Am I reading this correctly:
Training time was 4282407hrs. At, conservatively, 200w gpus, that's (4282407*200)/1_000_000_000 GWh ~= 1 GWh. At 10c/kWh that's $100,000 ?
So if you have a single eqv GPU at home, it's 500yrs of training time and $100k in energy costs. Or, in practice, 3000 gpus for 2mo.
The AI industry has to hope the world doesnt change fast enough for these models to be useless.
EDIT: price is $100k
Numbers like these really don't bode well for the longer term prospects of open source models, I doubt the current strategy of waiting expectantly for a corporation to spoonfeed us yet another $100,000 model for free is going to work forever.
That $100k is conservative too, it doesn't include the cost of buying/renting the hardware, or the compute time spent on experimental training runs, or the cost of data acquisition, labeling and cleaning, or the cost of RLHF fine-tuning.
I wonder if a kind of Seti@Home approach could work - although I'm guessing the limited VRAM in most consumer cards compared to an H100, as well as the much slower "virtual WAN interconnect" versus the mellanox goodies that nVidia clusters enjoy would be too big an obstacle?
Even if you could get that to work, how many people would be willing to run their >300W GPUs at full tilt 24/7 in order to contribute to the training cause?
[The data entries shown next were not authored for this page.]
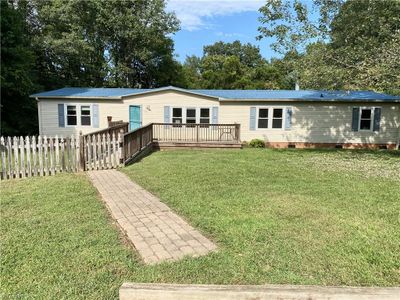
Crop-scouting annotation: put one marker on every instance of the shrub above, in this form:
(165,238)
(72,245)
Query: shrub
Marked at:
(257,143)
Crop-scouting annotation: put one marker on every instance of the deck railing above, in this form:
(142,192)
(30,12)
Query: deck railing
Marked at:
(121,127)
(138,141)
(196,133)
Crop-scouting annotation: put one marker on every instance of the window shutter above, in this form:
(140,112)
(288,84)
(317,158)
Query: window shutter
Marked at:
(61,115)
(167,118)
(356,116)
(215,115)
(288,116)
(377,118)
(253,112)
(95,112)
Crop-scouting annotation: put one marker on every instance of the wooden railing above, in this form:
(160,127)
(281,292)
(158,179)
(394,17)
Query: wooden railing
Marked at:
(104,149)
(115,129)
(141,140)
(196,133)
(136,142)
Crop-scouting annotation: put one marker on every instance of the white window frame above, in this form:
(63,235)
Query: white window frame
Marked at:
(209,115)
(184,113)
(371,128)
(195,112)
(271,117)
(183,116)
(78,114)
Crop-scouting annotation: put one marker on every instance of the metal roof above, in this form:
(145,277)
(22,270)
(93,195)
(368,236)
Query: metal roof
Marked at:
(224,95)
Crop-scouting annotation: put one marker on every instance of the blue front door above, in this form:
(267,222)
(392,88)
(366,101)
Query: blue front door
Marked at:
(135,120)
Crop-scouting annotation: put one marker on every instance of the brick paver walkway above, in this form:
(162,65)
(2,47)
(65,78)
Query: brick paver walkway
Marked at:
(156,232)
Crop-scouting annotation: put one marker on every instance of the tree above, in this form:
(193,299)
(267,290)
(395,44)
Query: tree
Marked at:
(352,45)
(231,66)
(18,112)
(69,43)
(140,50)
(293,25)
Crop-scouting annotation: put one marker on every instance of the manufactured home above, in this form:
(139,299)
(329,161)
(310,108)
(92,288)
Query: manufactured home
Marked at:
(281,118)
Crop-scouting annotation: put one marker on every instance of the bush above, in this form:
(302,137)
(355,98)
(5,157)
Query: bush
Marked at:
(257,143)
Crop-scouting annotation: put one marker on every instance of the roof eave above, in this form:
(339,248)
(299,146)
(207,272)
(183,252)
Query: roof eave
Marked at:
(76,97)
(309,100)
(171,88)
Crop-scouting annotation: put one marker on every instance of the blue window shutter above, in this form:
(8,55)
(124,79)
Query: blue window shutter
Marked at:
(215,115)
(167,111)
(377,118)
(95,108)
(288,116)
(356,116)
(61,115)
(253,112)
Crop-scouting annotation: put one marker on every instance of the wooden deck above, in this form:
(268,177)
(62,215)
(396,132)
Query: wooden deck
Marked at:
(194,145)
(178,136)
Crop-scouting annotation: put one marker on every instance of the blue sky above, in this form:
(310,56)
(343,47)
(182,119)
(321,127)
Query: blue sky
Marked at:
(204,22)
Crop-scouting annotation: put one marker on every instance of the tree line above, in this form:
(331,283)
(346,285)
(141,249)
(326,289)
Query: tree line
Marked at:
(333,44)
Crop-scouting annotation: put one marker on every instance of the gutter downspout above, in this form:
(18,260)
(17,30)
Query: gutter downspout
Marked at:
(39,116)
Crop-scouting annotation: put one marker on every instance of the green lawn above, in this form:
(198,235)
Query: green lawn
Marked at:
(278,216)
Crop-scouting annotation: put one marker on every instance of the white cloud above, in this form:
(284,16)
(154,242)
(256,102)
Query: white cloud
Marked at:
(193,13)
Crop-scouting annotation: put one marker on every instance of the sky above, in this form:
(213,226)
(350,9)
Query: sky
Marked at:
(204,22)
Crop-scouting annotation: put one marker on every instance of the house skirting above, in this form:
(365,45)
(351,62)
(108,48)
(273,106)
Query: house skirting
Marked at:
(329,145)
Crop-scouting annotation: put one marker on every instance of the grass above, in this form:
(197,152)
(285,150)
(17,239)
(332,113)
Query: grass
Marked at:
(288,216)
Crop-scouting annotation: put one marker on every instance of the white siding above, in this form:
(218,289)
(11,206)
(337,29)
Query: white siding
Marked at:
(311,122)
(316,123)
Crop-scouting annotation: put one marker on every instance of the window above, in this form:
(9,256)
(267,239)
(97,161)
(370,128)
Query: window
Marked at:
(85,115)
(71,115)
(177,115)
(277,118)
(263,117)
(78,115)
(366,115)
(191,115)
(204,116)
(270,117)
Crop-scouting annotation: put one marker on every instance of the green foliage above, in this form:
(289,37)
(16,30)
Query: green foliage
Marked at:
(354,45)
(232,66)
(91,43)
(18,112)
(257,143)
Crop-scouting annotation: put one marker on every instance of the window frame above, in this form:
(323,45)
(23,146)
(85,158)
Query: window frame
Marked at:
(271,117)
(195,115)
(371,127)
(209,115)
(198,112)
(183,114)
(78,114)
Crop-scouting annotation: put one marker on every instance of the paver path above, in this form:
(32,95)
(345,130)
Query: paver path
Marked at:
(156,232)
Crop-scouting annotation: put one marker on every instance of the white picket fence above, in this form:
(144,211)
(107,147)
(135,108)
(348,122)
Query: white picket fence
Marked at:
(102,151)
(43,156)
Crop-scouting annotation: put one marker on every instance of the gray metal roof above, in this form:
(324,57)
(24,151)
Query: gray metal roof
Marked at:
(225,95)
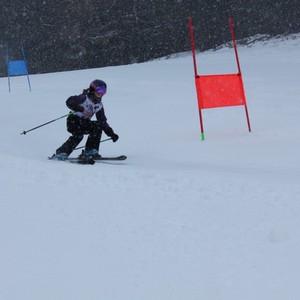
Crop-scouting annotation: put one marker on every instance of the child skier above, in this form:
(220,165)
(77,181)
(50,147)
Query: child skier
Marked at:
(79,122)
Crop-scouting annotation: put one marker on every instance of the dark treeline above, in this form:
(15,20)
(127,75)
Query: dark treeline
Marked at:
(71,34)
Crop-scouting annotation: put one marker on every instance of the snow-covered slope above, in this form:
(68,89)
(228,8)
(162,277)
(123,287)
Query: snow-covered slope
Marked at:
(181,218)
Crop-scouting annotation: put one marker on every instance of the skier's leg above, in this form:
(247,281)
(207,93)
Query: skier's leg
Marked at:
(93,140)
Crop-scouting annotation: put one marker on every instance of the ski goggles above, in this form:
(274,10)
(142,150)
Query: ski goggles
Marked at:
(101,90)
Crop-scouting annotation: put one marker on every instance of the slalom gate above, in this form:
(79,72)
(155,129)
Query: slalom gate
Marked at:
(219,90)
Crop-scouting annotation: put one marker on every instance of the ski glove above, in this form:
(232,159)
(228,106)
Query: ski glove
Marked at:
(114,137)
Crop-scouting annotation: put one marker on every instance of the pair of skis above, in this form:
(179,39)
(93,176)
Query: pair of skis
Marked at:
(89,160)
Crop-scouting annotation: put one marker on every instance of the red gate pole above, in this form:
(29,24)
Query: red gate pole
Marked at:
(239,69)
(195,72)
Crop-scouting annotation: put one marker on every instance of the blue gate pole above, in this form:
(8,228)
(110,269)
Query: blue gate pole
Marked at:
(23,51)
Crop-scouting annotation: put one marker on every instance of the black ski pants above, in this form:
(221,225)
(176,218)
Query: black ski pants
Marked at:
(78,127)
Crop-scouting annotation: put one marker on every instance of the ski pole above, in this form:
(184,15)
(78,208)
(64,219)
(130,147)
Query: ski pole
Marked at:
(100,142)
(25,131)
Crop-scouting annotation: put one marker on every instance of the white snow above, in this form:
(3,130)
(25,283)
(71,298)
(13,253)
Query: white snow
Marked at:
(181,218)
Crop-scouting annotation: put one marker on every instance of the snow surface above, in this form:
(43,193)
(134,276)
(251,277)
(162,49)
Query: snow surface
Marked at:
(181,218)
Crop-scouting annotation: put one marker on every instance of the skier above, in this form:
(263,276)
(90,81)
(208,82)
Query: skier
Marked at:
(79,122)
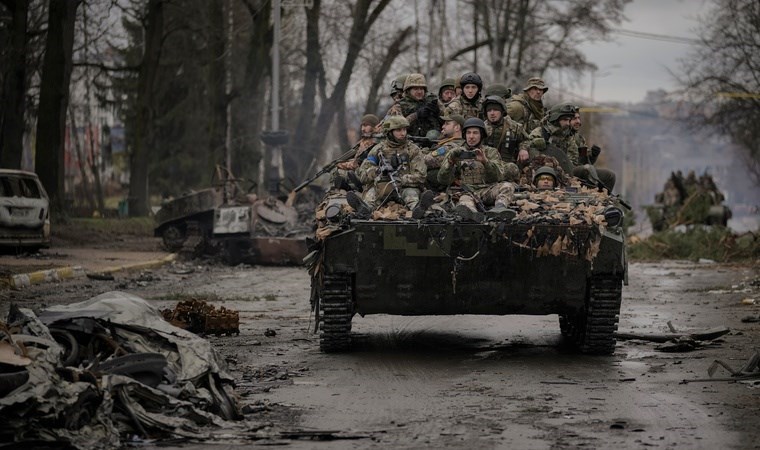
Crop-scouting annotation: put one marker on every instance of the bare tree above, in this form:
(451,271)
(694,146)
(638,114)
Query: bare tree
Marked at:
(722,77)
(54,97)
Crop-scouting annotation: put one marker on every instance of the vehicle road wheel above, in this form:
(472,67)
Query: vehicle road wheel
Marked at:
(173,237)
(595,330)
(335,313)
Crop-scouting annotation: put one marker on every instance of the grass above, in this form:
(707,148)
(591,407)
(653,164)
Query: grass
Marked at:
(715,243)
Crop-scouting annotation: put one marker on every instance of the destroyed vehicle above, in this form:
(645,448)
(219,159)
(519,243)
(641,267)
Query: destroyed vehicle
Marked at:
(688,201)
(241,227)
(24,211)
(562,253)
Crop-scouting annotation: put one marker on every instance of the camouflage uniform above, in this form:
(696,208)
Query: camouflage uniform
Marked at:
(464,107)
(410,172)
(485,180)
(525,110)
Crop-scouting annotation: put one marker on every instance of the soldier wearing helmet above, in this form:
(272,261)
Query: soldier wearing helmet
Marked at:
(585,166)
(393,170)
(418,106)
(554,136)
(469,103)
(476,175)
(527,107)
(545,178)
(504,134)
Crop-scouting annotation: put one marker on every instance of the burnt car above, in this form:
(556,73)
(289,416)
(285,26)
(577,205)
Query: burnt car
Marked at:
(24,211)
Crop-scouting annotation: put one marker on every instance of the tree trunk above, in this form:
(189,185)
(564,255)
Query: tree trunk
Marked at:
(54,99)
(14,89)
(144,123)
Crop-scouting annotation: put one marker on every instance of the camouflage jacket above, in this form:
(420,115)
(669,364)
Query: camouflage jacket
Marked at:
(471,172)
(465,108)
(506,137)
(548,134)
(406,160)
(418,126)
(525,110)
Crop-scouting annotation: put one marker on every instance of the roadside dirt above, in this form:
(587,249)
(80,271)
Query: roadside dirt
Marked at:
(471,381)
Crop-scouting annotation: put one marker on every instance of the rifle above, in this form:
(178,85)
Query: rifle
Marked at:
(329,167)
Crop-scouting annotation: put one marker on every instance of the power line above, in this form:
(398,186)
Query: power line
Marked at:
(656,37)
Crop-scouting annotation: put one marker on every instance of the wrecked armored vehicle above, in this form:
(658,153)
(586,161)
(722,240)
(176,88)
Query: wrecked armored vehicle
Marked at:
(241,227)
(562,253)
(688,201)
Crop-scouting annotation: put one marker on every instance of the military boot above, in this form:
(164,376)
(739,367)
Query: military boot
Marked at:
(468,214)
(426,201)
(363,210)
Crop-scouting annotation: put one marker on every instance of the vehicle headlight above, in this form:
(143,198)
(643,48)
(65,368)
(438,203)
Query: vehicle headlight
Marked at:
(614,216)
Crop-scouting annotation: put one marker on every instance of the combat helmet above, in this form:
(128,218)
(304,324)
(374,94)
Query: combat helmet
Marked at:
(491,99)
(474,122)
(561,110)
(397,85)
(415,80)
(545,170)
(394,123)
(497,89)
(448,82)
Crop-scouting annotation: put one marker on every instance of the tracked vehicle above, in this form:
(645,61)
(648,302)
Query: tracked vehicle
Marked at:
(563,253)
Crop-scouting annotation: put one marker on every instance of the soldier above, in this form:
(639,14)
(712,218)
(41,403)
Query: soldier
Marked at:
(527,107)
(446,92)
(476,174)
(545,178)
(469,103)
(554,136)
(339,177)
(419,108)
(393,170)
(499,90)
(585,168)
(451,136)
(504,134)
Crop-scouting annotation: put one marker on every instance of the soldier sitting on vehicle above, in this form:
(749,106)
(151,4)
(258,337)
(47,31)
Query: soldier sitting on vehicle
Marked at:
(393,170)
(340,177)
(476,174)
(451,136)
(504,134)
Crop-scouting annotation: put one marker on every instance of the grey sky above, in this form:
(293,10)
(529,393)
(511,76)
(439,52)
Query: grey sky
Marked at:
(631,66)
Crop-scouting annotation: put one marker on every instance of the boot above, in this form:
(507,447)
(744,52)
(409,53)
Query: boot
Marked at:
(426,201)
(363,210)
(468,214)
(501,212)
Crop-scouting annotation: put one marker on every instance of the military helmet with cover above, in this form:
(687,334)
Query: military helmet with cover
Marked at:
(397,85)
(495,99)
(415,80)
(471,78)
(497,89)
(545,170)
(561,110)
(395,123)
(448,82)
(474,122)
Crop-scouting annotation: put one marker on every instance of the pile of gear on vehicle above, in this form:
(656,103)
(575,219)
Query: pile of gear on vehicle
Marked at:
(471,155)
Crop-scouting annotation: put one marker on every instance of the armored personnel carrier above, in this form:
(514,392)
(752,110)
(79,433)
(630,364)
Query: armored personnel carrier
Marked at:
(563,253)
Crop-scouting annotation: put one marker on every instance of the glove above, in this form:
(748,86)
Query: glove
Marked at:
(595,151)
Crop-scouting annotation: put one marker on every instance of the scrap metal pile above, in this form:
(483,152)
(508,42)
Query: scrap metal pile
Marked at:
(100,372)
(200,317)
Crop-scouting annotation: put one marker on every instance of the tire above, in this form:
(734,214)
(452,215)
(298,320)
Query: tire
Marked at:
(594,329)
(335,313)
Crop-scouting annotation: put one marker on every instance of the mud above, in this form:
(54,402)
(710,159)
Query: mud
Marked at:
(469,381)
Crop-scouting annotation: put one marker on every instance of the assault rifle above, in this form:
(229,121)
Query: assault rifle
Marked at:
(329,167)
You would basically be asking people to deal with the logistics of running a cryptocurrency mining operation but without the prospect of getting paid for it.
Depends on the logistics. If I were confident about the security, I wouldn't mind letting my GPU participate in a distributed effort to significantly improve an open source model. This should be a few dollars a month on my power bill, not dozens or hundreds of dollars, especially if I undervolt.
Now, I don't know of any distributed training technique that will make a significant impact on improving a model, and that security component is a big "if". But if something promising comes a long, I'd bet lots of people would be willing to donate some GPU time, especially if it were easy to set up.
I would add “in their current form” and agree. There’s three things that can change here: 1. Moore’s law: The worldwide economy is built around the steady progression of cheaper compute. Give it 36 months and your problem becomes a $25,000 problem. 2. Quantization and smaller models: There’ll likely become specializations of the various models (is this the beginning of the “Monolith vs Microservices” debate? 3. E2E Training isn’t for everyone: Finetunes and Alignment are more important than an end to end training run, IF we can coerce the behaviors we want into the models by finetuning them. That along with quantized models (imho) unlocked vision models which are now in the “plateau of producivity” in the gartner hype cycle compared to a few years ago.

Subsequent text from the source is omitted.